本法案の背景には、数年にわたる光合成資源を巡るマツモとの泥沼の抗争がある。かつての『光合成遮断によるマツモ絶滅作戦』が国際的な批判を浴び、さらにザリガニとの融和政策によって、領土防衛の概念が大きく揺らいだことが今回の判断を後押しした。かつて湖底を支配していた『浮上こそがアイデンティティ』という価値観は、もはや古の遺物と化し、今や湖底は「重力に従順な者が真の勝者」という、逆説的な思想に塗り替えられようとしている。専門家は「今回の法案は単なる移動制限ではない。マリモという種の生存戦略を、能動的な捕食から受動的な沈殿へとシフトさせる歴史的な大転換である」と分析する。

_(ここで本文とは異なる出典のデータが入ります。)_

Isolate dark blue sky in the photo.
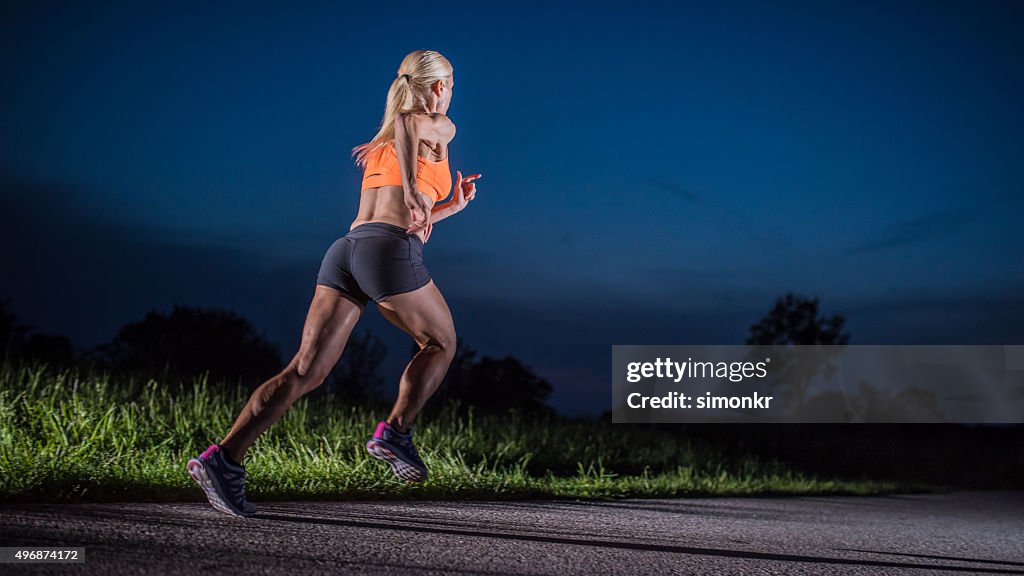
[0,0,1024,413]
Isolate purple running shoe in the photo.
[188,444,256,517]
[367,422,427,482]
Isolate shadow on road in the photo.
[253,513,1024,574]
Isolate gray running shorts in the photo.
[316,222,430,305]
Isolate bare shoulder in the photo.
[398,112,456,146]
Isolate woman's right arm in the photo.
[394,112,429,228]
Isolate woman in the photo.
[188,50,480,516]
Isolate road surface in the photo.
[0,492,1024,576]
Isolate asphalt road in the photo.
[0,492,1024,576]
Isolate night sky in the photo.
[0,0,1024,414]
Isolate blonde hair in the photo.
[352,50,453,168]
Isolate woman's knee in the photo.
[281,363,328,393]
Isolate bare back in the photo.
[349,129,451,241]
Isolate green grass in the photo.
[0,364,927,501]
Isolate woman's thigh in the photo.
[377,280,456,349]
[289,285,365,386]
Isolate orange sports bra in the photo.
[361,140,452,202]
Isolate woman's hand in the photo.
[406,191,430,234]
[452,170,481,212]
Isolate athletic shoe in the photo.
[188,444,256,517]
[367,422,427,482]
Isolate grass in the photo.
[0,363,928,501]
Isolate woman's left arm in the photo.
[430,170,482,222]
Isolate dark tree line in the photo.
[0,300,552,413]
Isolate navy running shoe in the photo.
[367,422,427,482]
[188,444,256,517]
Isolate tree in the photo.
[84,305,284,385]
[412,336,552,413]
[746,292,850,412]
[0,298,74,365]
[746,292,850,344]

施行が決定した瞬間、議事堂前には重い岩石を体に巻き付けた極右団体『沈殿愛国党』が集結。「これでようやく泥の中の楽園が完成する」と歓喜の声を上げた。しかし、市民からは「冬の光を遮る岩の下では生きていけない」「浮遊しないマリモに何の価値があるのか」といった悲鳴に近い抗議が相次いでいる。沈殿派は「光が欲しければ沈んだまま光合成効率を上げる技術革新を行えば良い」と一蹴するが、その技術的裏付けは未だ存在しない。歴史的転換点にあるはずの湖底は、静寂という名の冷戦状態に突入したといえるだろう。

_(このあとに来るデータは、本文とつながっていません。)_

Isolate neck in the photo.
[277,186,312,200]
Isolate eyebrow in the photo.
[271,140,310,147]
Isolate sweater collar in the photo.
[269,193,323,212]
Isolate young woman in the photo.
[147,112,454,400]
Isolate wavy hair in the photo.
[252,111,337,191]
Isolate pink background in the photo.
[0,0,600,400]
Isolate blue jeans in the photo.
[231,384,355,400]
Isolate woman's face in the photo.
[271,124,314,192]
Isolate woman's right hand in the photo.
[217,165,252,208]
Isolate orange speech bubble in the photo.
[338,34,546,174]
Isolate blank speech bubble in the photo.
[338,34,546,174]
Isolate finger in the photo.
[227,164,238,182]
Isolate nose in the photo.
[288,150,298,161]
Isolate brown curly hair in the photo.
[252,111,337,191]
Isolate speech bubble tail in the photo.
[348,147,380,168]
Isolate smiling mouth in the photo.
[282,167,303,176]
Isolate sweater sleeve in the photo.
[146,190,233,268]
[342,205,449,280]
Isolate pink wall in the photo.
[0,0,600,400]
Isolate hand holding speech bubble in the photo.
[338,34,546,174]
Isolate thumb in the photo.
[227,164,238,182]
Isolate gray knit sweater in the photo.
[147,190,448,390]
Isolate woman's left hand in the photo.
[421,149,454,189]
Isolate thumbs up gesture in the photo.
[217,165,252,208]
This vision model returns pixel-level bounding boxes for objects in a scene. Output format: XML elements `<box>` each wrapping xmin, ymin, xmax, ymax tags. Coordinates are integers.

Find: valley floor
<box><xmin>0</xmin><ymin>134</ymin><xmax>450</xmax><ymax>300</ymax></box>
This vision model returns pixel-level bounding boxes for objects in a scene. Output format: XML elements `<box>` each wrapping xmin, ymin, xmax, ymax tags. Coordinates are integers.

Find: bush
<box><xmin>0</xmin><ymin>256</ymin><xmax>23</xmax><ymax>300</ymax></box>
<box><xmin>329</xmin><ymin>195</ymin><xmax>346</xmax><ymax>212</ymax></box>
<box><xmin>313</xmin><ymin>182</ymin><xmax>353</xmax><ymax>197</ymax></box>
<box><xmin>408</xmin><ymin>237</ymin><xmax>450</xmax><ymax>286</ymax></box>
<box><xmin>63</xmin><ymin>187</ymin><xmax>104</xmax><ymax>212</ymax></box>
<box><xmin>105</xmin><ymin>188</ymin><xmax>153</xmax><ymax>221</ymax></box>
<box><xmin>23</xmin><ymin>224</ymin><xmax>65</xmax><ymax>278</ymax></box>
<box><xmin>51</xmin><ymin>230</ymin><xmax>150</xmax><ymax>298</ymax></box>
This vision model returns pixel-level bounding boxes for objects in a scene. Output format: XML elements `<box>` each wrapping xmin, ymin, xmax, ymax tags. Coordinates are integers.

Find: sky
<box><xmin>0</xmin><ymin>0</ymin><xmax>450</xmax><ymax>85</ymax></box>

世間の反応は真っ二つに割れている。SNS上では「沈殿こそ正義」というハッシュタグがトレンド入りする一方で、自由な浮上を求める有志による「浮上権を守る会」が結成されるなど、混乱は極まっている。ある著名な古参マリモは「沈殿することで見失うのは、光だけではないかもしれない」と憂慮の念を表明した。議会は、今後発生するであろう「浮力暴走」を防ぐための監視体制を強化する方針だが、湖底の平和を維持するためのコストは増大の一途をたどっている。